I was in pre-vacation food quandary. This is the dilemma that arises in the time between the dutiful consumption of all of the perishables in the house to avoid a foul-smelling homecoming and the start of the trip.
To buy more groceries would be wasteful, and most of the money had either been spent on plane tickets or was squirreled away for trip expenses, so pricey restaurants were decidedly out of the question. With two days left in Asheville before a nearly month-long foray out of town, I stared at the bowl of week-old navy beans, the half a head of cabbage, and the ample collection of condiments that represented the vestiges of my refrigerated stock.
Enter Doc Chey’s, part of a small chain of restaurants spread around Florida, Georgia and North Carolina. Located on Biltmore Avenue in the heart of downtown Asheville, this little noodle house serves up nourishing, healthy food in good portions and at minimal cost. The interior is spacious, with a funky but sleek urban feel. The menu boasts an assortment of basic dim sum, like spring rolls and edamame, as well as generous salad bowls, noodles and rice dishes, with no one item exceeding the price of $8.
The flavors are solidly Eastern, with Thai, Japanese and Chinese cuisine being the most predominant. There is, thankfully, a definite nod toward authenticity, with ingredients such as fermented black beans in a Chinese noodle bowl, and a Thai fish sauce that made itself known through a heady, pungent aroma sent aloft in the steam rising from my dining companion’s bowl. These “foreign” ingredients are not listed on the menu, perhaps to avoid the squeamish reactions doing so might incur, but they do indeed turn up. Vegetarians, however, need not be concerned about ingesting animal products unawares; items that can be made to suit them are clearly marked.

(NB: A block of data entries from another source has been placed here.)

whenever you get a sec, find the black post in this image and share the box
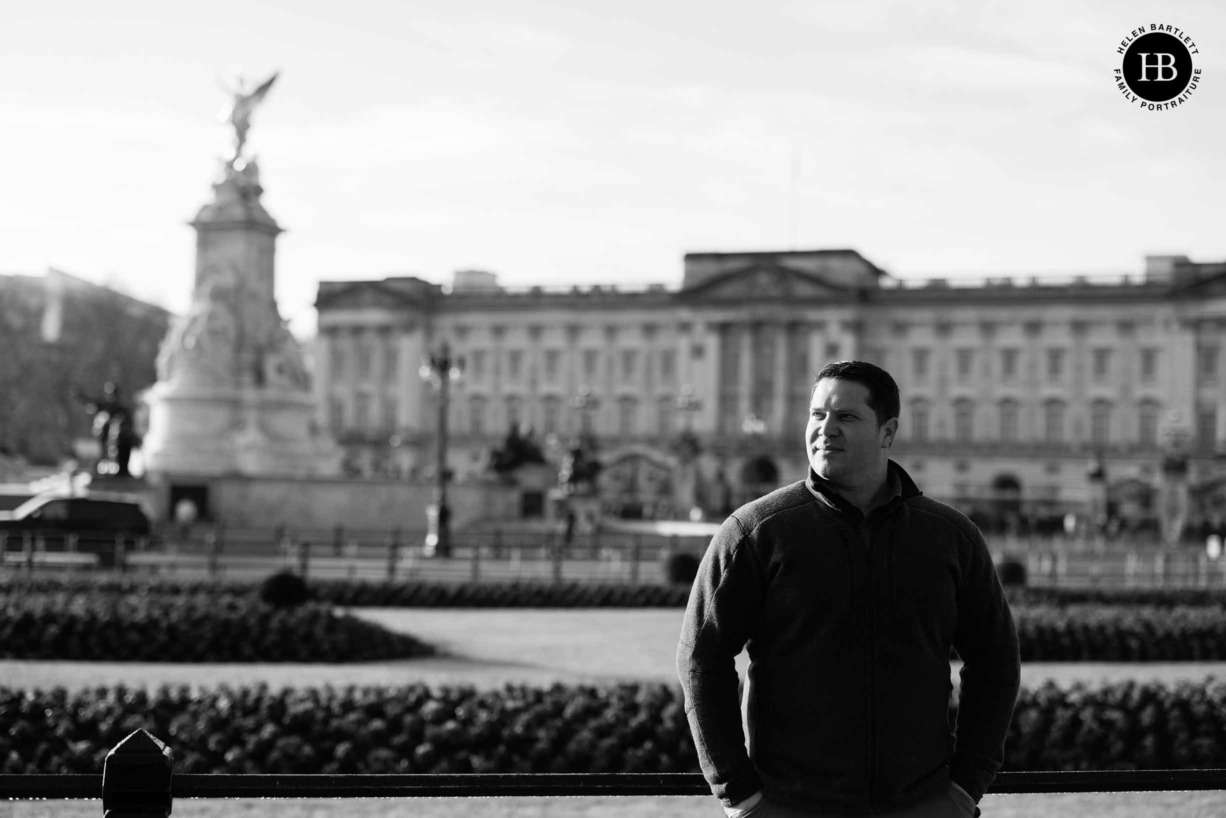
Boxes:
[630,534,642,585]
[333,524,344,557]
[114,534,127,574]
[101,729,173,818]
[298,541,311,578]
[387,527,401,580]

Our sampling of Doc Chey’s dim sum included a perfect little portion of Thai coconut soup for $2 and a pickled cucumber salad for $3. Both were served in small soup cups that rested on large, oblong platters, as did the pretty little pots of hot water we were brought with our bags of green Genmaicha tea. With the arrival of a third, much larger appetizer, space was suddenly at a premium. We stacked all of the unnecessary plates in the middle of the table, where they remained for some time.
The soup was a deliciously warming treat, and the price was indeed right. Chili oil floating in tiny orange pools on the surface of the broth tempered the natural sweetness of the coconut. The cucumber salad had a sweetness that seemed a bit unnatural, though the pieces of fresh ginger contained within provided a little balance.
We moved on to our entree, selecting the Chinese black bean noodle bowl with shrimp, and the Thai noodle bowl with extra vegetables, both of which were quite good. The shrimp were firm and fresh, the flavor of the sauce pungent and spicy. The greens promised by the menu, however, were difficult to locate. They eventually turned up, though they were mostly stem most likely that of bok choy, aka Chinese cabbage. At any rate, I thoroughly enjoyed the flavor of the black bean bowl, and found it to be perfectly spiced.
The Spicy Thai Basil noodle bowl was good and spicy as promised, reported my Picky Companion after he had added a decent amount of Sriracha. When this man hears spicy, he wants spicy, but that’s why the hot sauce is on the table, I suppose. He also reported on a dearth of Thai basil and a much smaller offering of vegetables tossed with the noodles than he had wanted, but aside from all that, he was pleased enough to eat most of it. What he didn’t, I polished off for breakfast.
Our whole experience with Doc Chey’s lasted less than 40 minutes, even though it was peak dinner hour and the place was packed. Though we had ordered enough food for two meals (cold noodles are better than cold pizza for breakfast, in my opinion), our bill, pre-tip, was under $30 quite a value.
It’s clear, however, that great savings often come with some sacrifice. Doc Chey’s seems to be an unapologetically “turn and burn” kind of place. Customers that dally too long at their tables prevent more customers from arriving and spending, and these guys seem to keep that in mind, though they aren’t rude or pushy about it. There is no lingering over dessert or after-dinner drinks here; the restaurant doesn’t provide these things. Rather, the moment the diner indicates that the main course is coming to a close, the check is deposited on the table with the requisite number of fortune cookies in a rather impressive flurry of efficiency. The question is not, “Will there be anything else?” Instead, it’s “Box or not, cash or credit?” Efficiency is partially what keeps the price down, however, and the place is a bit too noisy for intimate conversation anyway.
For a quick and healthy meal, Doc Chey’s is a good bet, especially for the pressed-for-time lunch crowd. Portions are hearty, filling, tasty, and best of all, cheap just what the Doc ordered.